The theme of “working the problem” rather than blindly trusting “instrumentation” arose in other presentations during the day. Knowing what is working and what isn’t is clearly a step forward in assessing and understanding cyber security controls. In presenting this information to the upper levels of management, it must be reliable and relevant to the strategic risk issues that are being discussed.

Building in digital trust and governance

“Digital trust”, the conference theme, means implementing strategic solutions and initiatives to support the business as it seeks to adapt and grow in a changing world.

The days of security saying “No” are long past. The goal now is to support the business in its risk decision making – do we launch an App, provide an online portal, open up an API to better interface with our suppliers?

The role of the security and compliance function is to enable this to happen, and to ensure that controls and safeguards are in place. The topic of ransomware, one of the biggest and well-understood threats to face businesses, provided some useful examples. The limits of users when it comes to defending against advanced phishing attacks and the ability of attackers to spread their infection to monetise the result, are well known.

“Trust” means having provisions in place to defend the organisation – to prevent, contain and recover from breaches. But these controls need to be visible and working effectively. The ability of security teams to provide this visibility, and audit functions to assure the business of this, are key.

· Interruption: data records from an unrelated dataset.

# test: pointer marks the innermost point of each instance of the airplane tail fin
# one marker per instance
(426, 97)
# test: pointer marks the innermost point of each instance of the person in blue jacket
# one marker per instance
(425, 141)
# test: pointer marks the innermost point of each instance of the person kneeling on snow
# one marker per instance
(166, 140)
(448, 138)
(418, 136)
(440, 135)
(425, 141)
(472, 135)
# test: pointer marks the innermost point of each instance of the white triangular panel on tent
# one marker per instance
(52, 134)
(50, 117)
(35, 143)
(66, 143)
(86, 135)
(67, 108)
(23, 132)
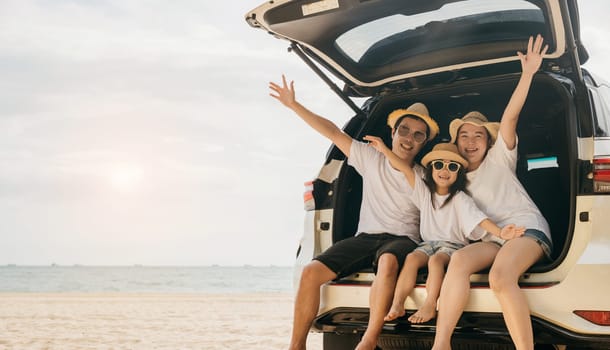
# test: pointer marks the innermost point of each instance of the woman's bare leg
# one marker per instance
(455, 289)
(513, 259)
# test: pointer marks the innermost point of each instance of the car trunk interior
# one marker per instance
(544, 131)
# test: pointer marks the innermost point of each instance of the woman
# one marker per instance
(491, 150)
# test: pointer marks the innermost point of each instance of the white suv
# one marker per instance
(458, 56)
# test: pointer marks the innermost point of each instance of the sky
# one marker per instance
(142, 132)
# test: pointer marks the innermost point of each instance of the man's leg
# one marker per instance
(513, 259)
(380, 299)
(307, 301)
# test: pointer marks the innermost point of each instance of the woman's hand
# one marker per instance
(377, 143)
(530, 63)
(511, 231)
(284, 93)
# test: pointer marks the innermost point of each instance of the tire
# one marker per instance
(340, 341)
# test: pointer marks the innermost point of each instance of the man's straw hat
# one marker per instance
(473, 118)
(418, 110)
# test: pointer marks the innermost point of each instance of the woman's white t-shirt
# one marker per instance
(386, 195)
(454, 222)
(496, 190)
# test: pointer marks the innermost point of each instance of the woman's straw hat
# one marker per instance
(473, 118)
(418, 110)
(444, 151)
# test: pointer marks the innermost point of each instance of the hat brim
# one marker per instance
(456, 124)
(444, 155)
(432, 125)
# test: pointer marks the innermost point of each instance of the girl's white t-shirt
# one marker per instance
(454, 222)
(386, 205)
(496, 190)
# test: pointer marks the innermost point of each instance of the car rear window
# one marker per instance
(400, 36)
(601, 113)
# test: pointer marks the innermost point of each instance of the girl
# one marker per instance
(448, 218)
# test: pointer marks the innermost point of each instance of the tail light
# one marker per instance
(308, 200)
(600, 318)
(601, 174)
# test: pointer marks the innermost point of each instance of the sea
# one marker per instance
(145, 279)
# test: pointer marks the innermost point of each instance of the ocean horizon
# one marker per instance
(213, 279)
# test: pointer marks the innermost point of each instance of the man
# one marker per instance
(388, 228)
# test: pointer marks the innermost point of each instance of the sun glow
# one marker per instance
(125, 178)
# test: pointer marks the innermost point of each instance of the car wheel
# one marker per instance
(340, 341)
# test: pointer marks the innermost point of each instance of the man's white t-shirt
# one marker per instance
(454, 222)
(386, 195)
(496, 190)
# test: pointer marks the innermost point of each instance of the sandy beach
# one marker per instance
(147, 321)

We spoke to several organisations that were seeking better evidence and assurance of their security controls, and those of third parties they relied upon. These security and audit professionals were looking for evidence-based ways to provide this assurance to senior managers and stakeholders without relying on subjective questionnaires and surveys. The industry is clearly moving from eminence to evidence-based cyber security reporting. Executives and directors can no longer rely on time consuming and disruptive manual processes to inform regulatory reporting and oversight responsibilities. Evidence-based actionable reporting ensures that decision makers are presented with timely and actionable reporting to inform their operational and strategic management requirements – operational resilience is key.

Given the fast-moving and dynamic nature of cyber security, and the scale of business impacts that can result when it fails, who could blame executives and directors for seeking the highest possible quality of operational resilience information and reporting.